アディシェス帝国・帝都ラクスム南西に位置するオブシディアン神殿。
ノエルは神殿内の地下にある宝珠の祭壇で〝惑星延命術式〟の稼働状況を、空中に浮かび青白い光を放つ操作盤と複数の画面越しに確認していた。
聖地巡礼——五年に一度、執り行われる祭事の目的は、表向きには世界に点在する女神を祀った十の祭壇を巡って、祈りを捧げる旅とされている。
だがその真の目的は、地下の祭壇に安置された宝珠の無事と、術式が安定稼働しているかを確かめる事。
世界の存亡が懸かった大事だ。
(惑星延命術式の要石、宝珠は魔神の心棒者の手により、既に四つ失われている)
パール神殿、ルビー神殿、サファイア神殿、そしてここオブシディアン神殿の物だ。
マナを円滑に循環させる役割を担うと同時に、エネルギーの供給源でもあるそれが失われて、当然、術式は不安定な物となった。
不足分のマナを補うため、かつて考案されたのが〝神聖核〟として女神の血族の女性、【女教皇】の神秘を宿した者を人身御供の生体装置とする手法。

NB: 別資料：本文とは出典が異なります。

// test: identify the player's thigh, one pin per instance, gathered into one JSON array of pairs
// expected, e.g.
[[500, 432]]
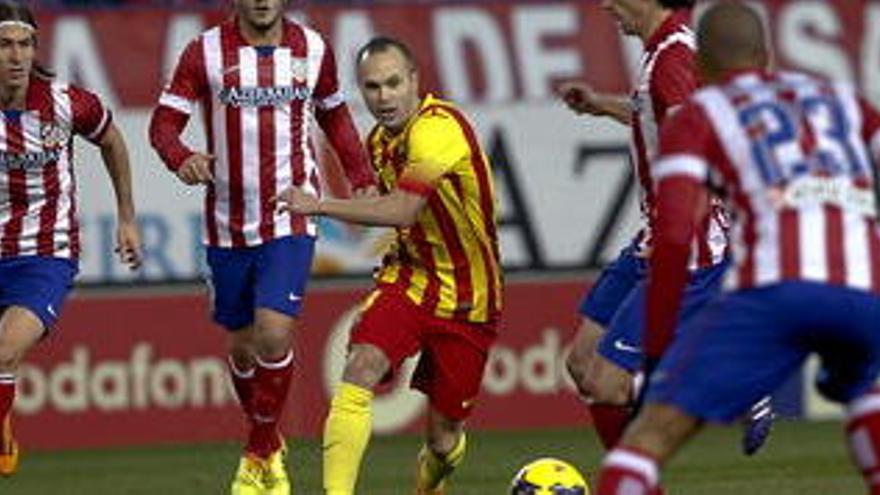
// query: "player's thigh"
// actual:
[[39, 284], [584, 344], [452, 365], [848, 343], [281, 274], [703, 286], [20, 329], [231, 286], [737, 350], [621, 344], [390, 322], [602, 301]]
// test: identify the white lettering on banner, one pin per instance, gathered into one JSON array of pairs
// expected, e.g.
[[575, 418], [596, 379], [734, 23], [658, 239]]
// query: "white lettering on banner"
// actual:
[[82, 383], [75, 57], [805, 33], [392, 411], [456, 29], [871, 53], [531, 25], [539, 369], [350, 31], [181, 30]]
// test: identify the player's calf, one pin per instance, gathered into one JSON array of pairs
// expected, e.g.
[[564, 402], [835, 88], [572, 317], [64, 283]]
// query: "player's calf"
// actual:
[[863, 437]]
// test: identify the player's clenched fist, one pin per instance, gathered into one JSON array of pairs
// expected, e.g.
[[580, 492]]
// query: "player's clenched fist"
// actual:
[[196, 169], [580, 98], [298, 202]]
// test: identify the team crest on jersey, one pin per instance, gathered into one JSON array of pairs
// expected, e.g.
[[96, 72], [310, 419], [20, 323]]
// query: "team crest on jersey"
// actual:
[[299, 69], [636, 103], [54, 135]]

(……〝女神の血族〟の性質を良い様に利用した、外道な手段だ)
一族は女神へ全幅の信頼を置き、敬愛と忠誠心も女神の使徒の比ではない。
それと女神同様に慈悲深く、自己犠牲の精神も強かった。
世界の存続のためと言われれば、喜んで身を差し出し、不条理に憤る者は稀で、そのような者は異端の目で見られたそうだ。
(そう言う意味で、僕は異端者だろうな)
自分の身を差し出そうだなんて、間違っても思わないし、姉さんが当たり前に犠牲を強いられる事には怒りしかない。
——高い神力と体内のマナ保有量が多いのも一族の特徴だ。
中でも【法王】と、【女教皇】の神秘に選ばれた者は〝女神の代理人〟と呼ばれるに相応しく、高い神力と莫大なマナをその身へ宿す事になる。
そしてどういう訳か〝神聖核〟は【女教皇】の神秘を宿した女性しかなれなかった。
その理由は、術式を解読してわかった。
宝珠へと転じた女神と神聖核となる者の類似性、適合率が求められていたのだ。
〝一族の男性〟を含めて、一般女性・男性、神秘を宿した使徒達等、多様なケースで試したが適合率はいずれも限りなくゼロに近い。
もはや確かめる術はないが、神秘を宿さない一族の女性もそう変わらないだろう。
——〝神聖核〟の代替えの時期は、来年に迫っている。
魔神の先兵により、女神の血族が暮らしていた街は滅び、各地へ散らばった者も血を薄めてしまったため一族とは認識されていない。
ツァディーの〝星海の導き〟——【星】の神秘が持つ探知能力でも、生き残りは見つけられなかった。
(だから女神の血族は、今はもう僕と姉さんの二人……)
次代の〝神聖核〟として、姉さんが【女教皇】の神秘を発現させるのは必然だった。
(姉さんを生贄に捧げるなんて、冗談じゃない)
枢機卿達は、現状の歪んだ体制を見直すどころか、〝惑星延命術式〟のシステムを維持する事に固持し躍起になっている。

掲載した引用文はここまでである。